Friday, 29 April 2011


Couple of issues raised by this very thinly disguised "thought piece".

Firstly, it seems the Guardian is more gone in the tooth than I thought.* How did this piece come to be written? Is it a puff piece for an MOR recording artist or for a major record label or for the record industry itself? Whichever is true, the whole thing raises profound questions about the national media's publishing processes and its complicity with corporate PR.

Secondly, isn't this a sort of nightmare vision of how music production might pan out? There are so many reprehensible - even sinister - sentences in the piece ("when promotion time arrived again, I had acquired a few more credit cards", "I got the shot in the marketing arm that only a major label can bring"), but what I find most disturbing is the description of the "Mom and Pop label". I'm not familiar with the phrase, but it conjures images of wealthy upper-middle-class suburbanites making the incredibly bland music they've always wanted to using their privately hoarded cash, while they mix in circles where you just happen to one day get a call from the head of Universal "asking" you to record an album "for the company".
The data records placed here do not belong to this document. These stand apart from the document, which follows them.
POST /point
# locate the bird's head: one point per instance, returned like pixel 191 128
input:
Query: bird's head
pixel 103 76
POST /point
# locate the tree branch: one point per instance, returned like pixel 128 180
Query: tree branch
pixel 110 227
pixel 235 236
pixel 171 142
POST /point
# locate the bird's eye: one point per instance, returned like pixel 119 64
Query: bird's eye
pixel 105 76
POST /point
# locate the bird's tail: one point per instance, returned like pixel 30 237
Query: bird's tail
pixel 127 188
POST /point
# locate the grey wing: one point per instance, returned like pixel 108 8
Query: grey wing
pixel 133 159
Lastly, I actually quite liked Nerina Pallot's "Everybody's Gone To War" in a perverse kind of way back in '05. It sounded like one of those nasal US country-pop hits I find somehow irresistible (see also Shania Twain's "I'm Gonna Getcha Good", Avril Lavigne's "Complicated"). However, wiki research reveals she's not in fact an alt-country singer from North America but a privately-educated lass from Jersey (channel island), which makes things a whole lot less endearing, and more weirdly prescient.

*And by the way, the fawning, lifestyle-ish coverage of the royal wedding has been truly embarrassing.